Toutes les nuits (Val)
Je dors avec elle toutes les nuits. Même son mari n’a pas ce privilège. Chaque soir, c’est le même rituel : elle s’étend sur moi, se blottit tout près, tout près, m’entoure de ses deux bras nus, et sa joue vient se coller à mon corps.
Je suis le compagnon de toutes ses nuits. Ou presque. Elle m’a choisi imposant exprès, mes dimensions la rassurent. Elle dort nue, et j’épouse à chaque fois sa poitrine à la perfection, sans la sangler… je suis si doux…

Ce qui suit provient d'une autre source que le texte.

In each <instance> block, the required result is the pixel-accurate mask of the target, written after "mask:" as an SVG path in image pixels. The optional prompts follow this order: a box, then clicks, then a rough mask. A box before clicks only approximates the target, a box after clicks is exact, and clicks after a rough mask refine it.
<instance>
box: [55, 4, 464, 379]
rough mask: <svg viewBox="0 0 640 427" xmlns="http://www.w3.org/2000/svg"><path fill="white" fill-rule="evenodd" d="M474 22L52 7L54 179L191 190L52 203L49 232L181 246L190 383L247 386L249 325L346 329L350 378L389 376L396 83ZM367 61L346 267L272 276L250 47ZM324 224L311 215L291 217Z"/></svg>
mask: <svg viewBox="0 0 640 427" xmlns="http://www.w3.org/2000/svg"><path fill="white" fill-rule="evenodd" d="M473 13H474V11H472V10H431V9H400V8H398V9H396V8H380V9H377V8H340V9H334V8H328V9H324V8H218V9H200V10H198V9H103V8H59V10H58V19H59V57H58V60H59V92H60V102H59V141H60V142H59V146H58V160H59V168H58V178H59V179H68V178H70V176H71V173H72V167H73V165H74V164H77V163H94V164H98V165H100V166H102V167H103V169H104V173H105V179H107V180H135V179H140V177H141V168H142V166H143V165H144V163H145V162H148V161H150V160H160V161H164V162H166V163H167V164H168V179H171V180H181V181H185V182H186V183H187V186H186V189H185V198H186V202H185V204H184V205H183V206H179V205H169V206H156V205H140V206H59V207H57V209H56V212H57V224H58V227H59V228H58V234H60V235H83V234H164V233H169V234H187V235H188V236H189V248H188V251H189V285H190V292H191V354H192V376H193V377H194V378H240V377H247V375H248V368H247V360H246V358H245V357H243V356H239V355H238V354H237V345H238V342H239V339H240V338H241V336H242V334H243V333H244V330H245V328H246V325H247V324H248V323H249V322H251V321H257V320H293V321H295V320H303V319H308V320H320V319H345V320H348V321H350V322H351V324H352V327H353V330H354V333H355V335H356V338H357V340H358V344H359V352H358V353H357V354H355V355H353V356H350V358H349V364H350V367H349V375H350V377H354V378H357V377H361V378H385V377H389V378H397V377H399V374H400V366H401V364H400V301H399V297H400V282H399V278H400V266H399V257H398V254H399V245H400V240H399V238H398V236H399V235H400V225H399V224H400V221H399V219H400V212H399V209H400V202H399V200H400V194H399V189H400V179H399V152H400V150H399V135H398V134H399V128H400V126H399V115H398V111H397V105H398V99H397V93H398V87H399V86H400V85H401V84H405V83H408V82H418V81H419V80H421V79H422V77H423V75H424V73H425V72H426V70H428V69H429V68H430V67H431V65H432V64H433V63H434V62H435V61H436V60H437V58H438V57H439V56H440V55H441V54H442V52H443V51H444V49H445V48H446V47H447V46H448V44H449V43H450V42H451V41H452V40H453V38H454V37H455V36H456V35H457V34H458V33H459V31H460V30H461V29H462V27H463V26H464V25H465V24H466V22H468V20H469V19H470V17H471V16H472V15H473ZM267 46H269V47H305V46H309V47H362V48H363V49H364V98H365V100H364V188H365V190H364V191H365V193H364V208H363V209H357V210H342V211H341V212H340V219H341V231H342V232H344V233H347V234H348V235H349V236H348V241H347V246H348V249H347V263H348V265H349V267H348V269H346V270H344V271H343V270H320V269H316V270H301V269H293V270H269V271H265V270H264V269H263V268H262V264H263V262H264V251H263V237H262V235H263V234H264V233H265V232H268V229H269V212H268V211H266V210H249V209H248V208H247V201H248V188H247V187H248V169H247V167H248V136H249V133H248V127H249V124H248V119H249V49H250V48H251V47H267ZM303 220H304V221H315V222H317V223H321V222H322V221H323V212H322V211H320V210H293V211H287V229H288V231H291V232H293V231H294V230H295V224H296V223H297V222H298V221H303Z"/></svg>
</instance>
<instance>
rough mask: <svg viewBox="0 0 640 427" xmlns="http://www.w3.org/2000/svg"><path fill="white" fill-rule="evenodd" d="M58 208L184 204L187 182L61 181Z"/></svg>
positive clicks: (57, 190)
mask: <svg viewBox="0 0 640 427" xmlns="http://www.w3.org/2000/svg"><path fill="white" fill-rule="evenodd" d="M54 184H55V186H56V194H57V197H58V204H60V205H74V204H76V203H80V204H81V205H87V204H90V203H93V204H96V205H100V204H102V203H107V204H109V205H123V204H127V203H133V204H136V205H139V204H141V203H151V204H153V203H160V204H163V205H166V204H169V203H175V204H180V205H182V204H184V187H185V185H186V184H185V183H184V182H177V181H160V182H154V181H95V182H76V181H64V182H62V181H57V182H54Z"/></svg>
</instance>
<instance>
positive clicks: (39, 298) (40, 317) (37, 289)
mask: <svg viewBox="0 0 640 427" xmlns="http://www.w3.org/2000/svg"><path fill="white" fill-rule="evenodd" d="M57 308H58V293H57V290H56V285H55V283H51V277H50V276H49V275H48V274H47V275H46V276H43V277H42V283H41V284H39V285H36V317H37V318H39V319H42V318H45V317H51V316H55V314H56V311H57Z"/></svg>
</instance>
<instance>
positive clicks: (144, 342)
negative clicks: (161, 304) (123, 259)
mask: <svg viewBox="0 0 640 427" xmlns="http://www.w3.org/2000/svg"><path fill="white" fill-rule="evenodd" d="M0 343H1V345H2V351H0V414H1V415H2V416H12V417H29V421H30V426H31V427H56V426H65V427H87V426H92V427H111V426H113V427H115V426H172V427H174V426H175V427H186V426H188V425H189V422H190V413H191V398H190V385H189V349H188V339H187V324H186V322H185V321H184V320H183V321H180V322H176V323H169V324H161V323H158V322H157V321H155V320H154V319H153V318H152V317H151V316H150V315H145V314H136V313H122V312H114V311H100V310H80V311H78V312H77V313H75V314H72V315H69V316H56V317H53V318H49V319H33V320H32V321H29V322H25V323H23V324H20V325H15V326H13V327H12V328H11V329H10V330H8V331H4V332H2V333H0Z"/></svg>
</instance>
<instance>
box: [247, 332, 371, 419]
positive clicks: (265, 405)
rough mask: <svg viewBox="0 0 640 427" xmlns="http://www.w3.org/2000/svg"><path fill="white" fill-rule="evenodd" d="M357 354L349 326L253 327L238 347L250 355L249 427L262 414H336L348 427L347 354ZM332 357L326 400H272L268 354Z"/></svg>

Je suis le garant de l’équilibre de ses nuits. Quand elle est triste, elle me sert fort jusqu’à me déformer, et j’absorbe ses larmes en silence. Je respecte son chagrin, j’en bois les perles salées sans rien dire. C’est un pacte de retenue et de pudeur, que l’on a signé.
Je suis le spectateur impuissant de ses rages et de ses insomnies. En ami bienveillant et compréhensif. Je la laisse me malmener autant qu’elle en éprouve le besoin, me pincer un peu, me mordre parfois, me secouer souvent, me jeter avec fureur. J’aime autant qu’elle passe ses nerfs sur moi, je ne crains rien, je suis habitué. Tout lui est pardonné.
Je suis un voyeur discret et muet, le plus fidèle auditeur de ses soupirs de plaisir. Je suis un jaloux, je l’aime farouchement, et j’en tire une satisfaction orgueilleuse, je l’avoue, lorsque c’est moi plutôt que Lui qu’elle agrippe, dans l’abandon de ces moments-là…
Je suis un peu elle. Mes sens ne sont éveillés que pour elle. Je suis imbibé de tous ses parfums. Je connais l’odeur légère de son shampoing, celle, plus forte, de son eau de toilette, le parfum un peu passé de son déodorant, celui, plus discret, de sa crème de nuit. Je connais le goût de ses larmes, celui de sa sueur, le souffle de son haleine.
Je mesure la qualité de son sommeil au rythme de sa respiration, et les battements de son cœur, qui résonnent en mon intérieur, me disent si elle est bien ou non.
Je suis son docteur. Elle me fait toute confiance. Elle jure que je suis son meilleur remède contre la migraine, elle ne m’échangera pas.
Oh, parfois elle m’est infidèle. Elle découche à l’occasion. Si le séjour est court elle ne m’emmène pas. Qu’importe, je ne suis pas inquiet, elle revient toujours. Et puis, avec les autres, ce n’est pas pareil, ils ne partagent pas la même intimité, ils ne la connaissent qu’en surface. J’ai vu comment elle faisait… ailleurs, elle dort vêtue. Il n’y a que sur moi qu’elle s’endort nue. Je suis son préféré, je l’ai toujours su.
Non, je ne suis pas un vulgaire objet. J’ai un cœur… même s’il est en plumes d’oie.